Amazon (+65 percent)
Shorts may be targeting the online retail giant because of its long-term success, as the stock has more than tripled over the past three years. While sales in the most recent quarter came in slightly below estimates, Amazon’s profitability has improved, generating more income in the first half of 2018 than the previous seven quarters combined. The company has also had to withstand frequent Twitter attacks from President Donald Trump.
Apple (+30 percent)
Short sellers may be betting the world’s largest company, which hit a $1 trillion market cap in August, will continue to struggle with plateauing global demand for smartphones as iPhone unit sales missed estimates last quarter while beating on price. Apple is looking to services and accessories for future growth as iPhone prices appear to have hit a ceiling.
Microsoft (+29 percent)
Markets have soured on Microsoft recently with the stock suffering its longest losing streak in a year in August as it detected and seized web domains created by cyber-attackers linked to the Russian military. Microsoft surged to a record in July after its latest earnings report and forecasts boosted confidence it will be able to increase cloud sales and squeeze more profit while also cutting into Amazon’s lead.

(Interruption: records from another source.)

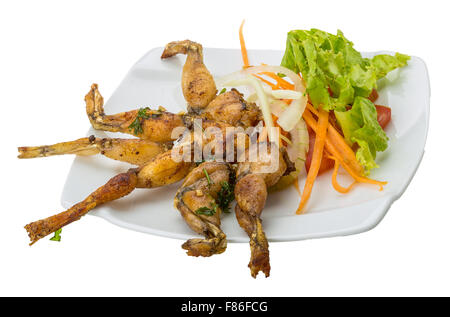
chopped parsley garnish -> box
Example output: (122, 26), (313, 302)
(216, 181), (234, 212)
(203, 168), (214, 186)
(195, 203), (217, 216)
(50, 229), (62, 242)
(128, 107), (152, 135)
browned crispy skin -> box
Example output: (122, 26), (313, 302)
(25, 151), (192, 245)
(202, 89), (262, 128)
(85, 84), (183, 142)
(234, 146), (286, 277)
(25, 170), (137, 245)
(174, 162), (230, 257)
(18, 135), (170, 166)
(161, 40), (217, 111)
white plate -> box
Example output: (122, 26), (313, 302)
(61, 48), (430, 242)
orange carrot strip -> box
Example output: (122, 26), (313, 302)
(261, 72), (295, 90)
(297, 109), (328, 214)
(306, 102), (364, 175)
(239, 20), (250, 68)
(303, 108), (387, 191)
(294, 176), (302, 197)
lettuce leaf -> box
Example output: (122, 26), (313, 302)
(281, 29), (410, 174)
(281, 29), (410, 110)
(334, 97), (388, 174)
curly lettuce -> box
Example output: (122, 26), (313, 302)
(281, 29), (410, 173)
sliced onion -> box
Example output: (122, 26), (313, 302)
(216, 65), (307, 131)
(271, 89), (303, 99)
(224, 75), (279, 145)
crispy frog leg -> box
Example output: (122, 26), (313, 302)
(18, 135), (169, 166)
(25, 170), (137, 245)
(161, 40), (217, 111)
(234, 146), (286, 277)
(25, 151), (192, 245)
(174, 162), (230, 257)
(84, 84), (184, 142)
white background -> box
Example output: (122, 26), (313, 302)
(0, 0), (450, 296)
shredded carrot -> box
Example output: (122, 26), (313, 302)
(239, 20), (250, 68)
(303, 107), (387, 190)
(306, 102), (364, 175)
(261, 72), (295, 90)
(297, 109), (329, 214)
(294, 176), (302, 197)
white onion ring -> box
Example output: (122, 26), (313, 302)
(216, 65), (307, 132)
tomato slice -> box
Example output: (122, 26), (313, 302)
(375, 105), (391, 129)
(305, 105), (391, 175)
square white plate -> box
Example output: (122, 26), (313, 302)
(61, 48), (430, 242)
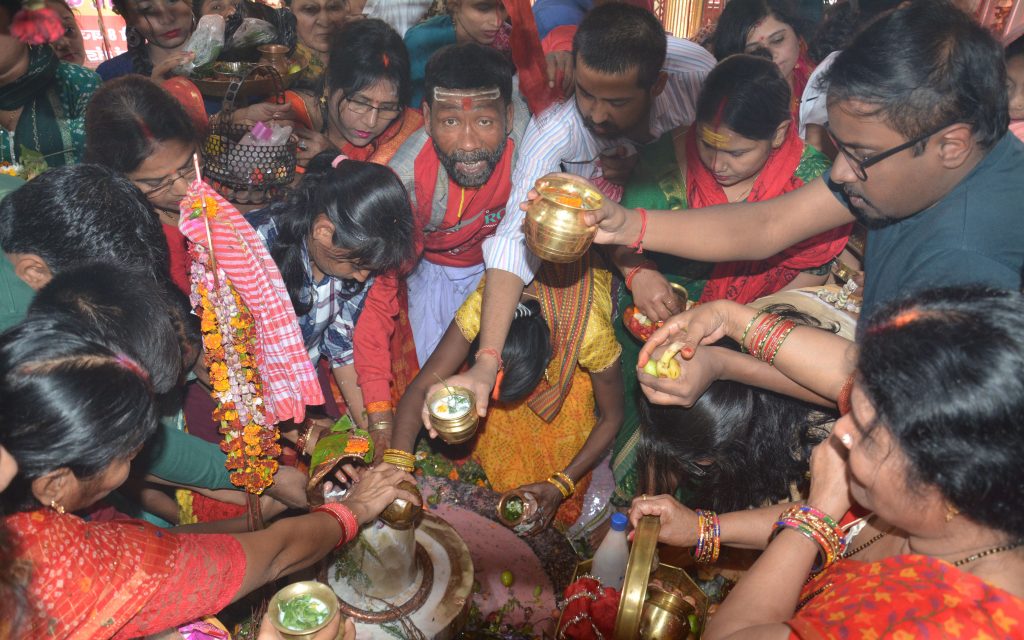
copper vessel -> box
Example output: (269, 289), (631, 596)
(380, 480), (423, 529)
(640, 586), (696, 640)
(266, 580), (341, 640)
(427, 385), (480, 444)
(496, 488), (538, 534)
(523, 175), (603, 262)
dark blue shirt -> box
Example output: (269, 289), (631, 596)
(828, 134), (1024, 326)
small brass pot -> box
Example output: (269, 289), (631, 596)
(267, 580), (341, 640)
(523, 176), (603, 262)
(427, 386), (480, 444)
(496, 488), (538, 528)
(380, 480), (423, 530)
(640, 587), (696, 640)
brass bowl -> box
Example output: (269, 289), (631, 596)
(640, 587), (696, 640)
(427, 386), (480, 444)
(266, 580), (340, 640)
(496, 488), (538, 528)
(380, 480), (423, 530)
(523, 176), (603, 262)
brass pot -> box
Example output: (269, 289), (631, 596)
(427, 386), (480, 444)
(640, 587), (696, 640)
(380, 480), (423, 530)
(266, 580), (341, 640)
(523, 175), (603, 262)
(496, 488), (538, 528)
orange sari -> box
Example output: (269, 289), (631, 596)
(6, 509), (246, 640)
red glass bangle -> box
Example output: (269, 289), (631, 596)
(630, 207), (647, 253)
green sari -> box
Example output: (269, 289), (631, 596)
(611, 131), (828, 506)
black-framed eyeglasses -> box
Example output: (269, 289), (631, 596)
(341, 97), (401, 120)
(142, 161), (196, 198)
(825, 123), (952, 182)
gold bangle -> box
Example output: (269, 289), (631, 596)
(381, 449), (416, 473)
(551, 471), (575, 498)
(545, 476), (569, 500)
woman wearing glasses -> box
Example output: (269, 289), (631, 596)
(286, 19), (423, 166)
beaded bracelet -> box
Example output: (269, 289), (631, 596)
(630, 207), (647, 253)
(313, 502), (359, 549)
(626, 260), (657, 291)
(381, 449), (416, 473)
(739, 309), (765, 353)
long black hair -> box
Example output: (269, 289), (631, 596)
(857, 288), (1024, 538)
(265, 153), (416, 315)
(82, 74), (200, 173)
(696, 53), (792, 140)
(712, 0), (808, 60)
(469, 300), (551, 403)
(0, 318), (158, 513)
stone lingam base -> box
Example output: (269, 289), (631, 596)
(325, 477), (578, 640)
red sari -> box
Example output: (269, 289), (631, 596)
(686, 123), (853, 304)
(786, 555), (1024, 640)
(6, 509), (246, 640)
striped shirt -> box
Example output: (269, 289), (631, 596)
(483, 36), (715, 283)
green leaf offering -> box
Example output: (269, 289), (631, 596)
(279, 593), (331, 631)
(502, 498), (523, 521)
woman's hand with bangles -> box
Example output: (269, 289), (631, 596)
(518, 481), (562, 536)
(630, 495), (699, 547)
(342, 464), (420, 525)
(519, 173), (640, 245)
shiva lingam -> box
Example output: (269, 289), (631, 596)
(306, 417), (474, 640)
(523, 175), (603, 262)
(556, 515), (709, 640)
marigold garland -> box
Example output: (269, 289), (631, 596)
(191, 227), (281, 495)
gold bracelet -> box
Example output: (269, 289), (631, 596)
(545, 476), (569, 500)
(552, 471), (575, 498)
(381, 449), (416, 473)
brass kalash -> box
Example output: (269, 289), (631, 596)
(523, 174), (603, 263)
(306, 419), (474, 640)
(558, 515), (709, 640)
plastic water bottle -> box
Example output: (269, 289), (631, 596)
(590, 513), (630, 590)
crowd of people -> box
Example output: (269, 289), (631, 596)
(0, 0), (1024, 640)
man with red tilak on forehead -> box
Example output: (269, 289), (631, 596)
(389, 43), (527, 364)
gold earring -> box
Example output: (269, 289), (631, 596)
(946, 503), (959, 522)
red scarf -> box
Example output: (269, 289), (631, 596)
(341, 106), (423, 165)
(413, 139), (515, 266)
(686, 122), (852, 304)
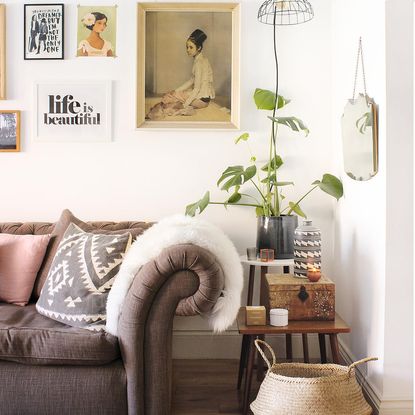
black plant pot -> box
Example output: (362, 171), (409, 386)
(256, 215), (298, 259)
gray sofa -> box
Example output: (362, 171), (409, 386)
(0, 222), (223, 415)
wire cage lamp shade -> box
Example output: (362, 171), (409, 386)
(258, 0), (314, 26)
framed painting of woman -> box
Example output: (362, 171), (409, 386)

Takeda Pharmaceutical (-28 percent)
Short-sellers are keeping a close eye on the 237-year-old drugmaker as it seeks approvals from regulators around the world to complete its $62 billion acquisition of U.K.-listed Shire Plc, the biggest-ever overseas deal by a Japanese company. A small but vocal opposition group among shareholders has also voiced concerns over the risks the purchase poses to Takeda’s dividend and credit ratings.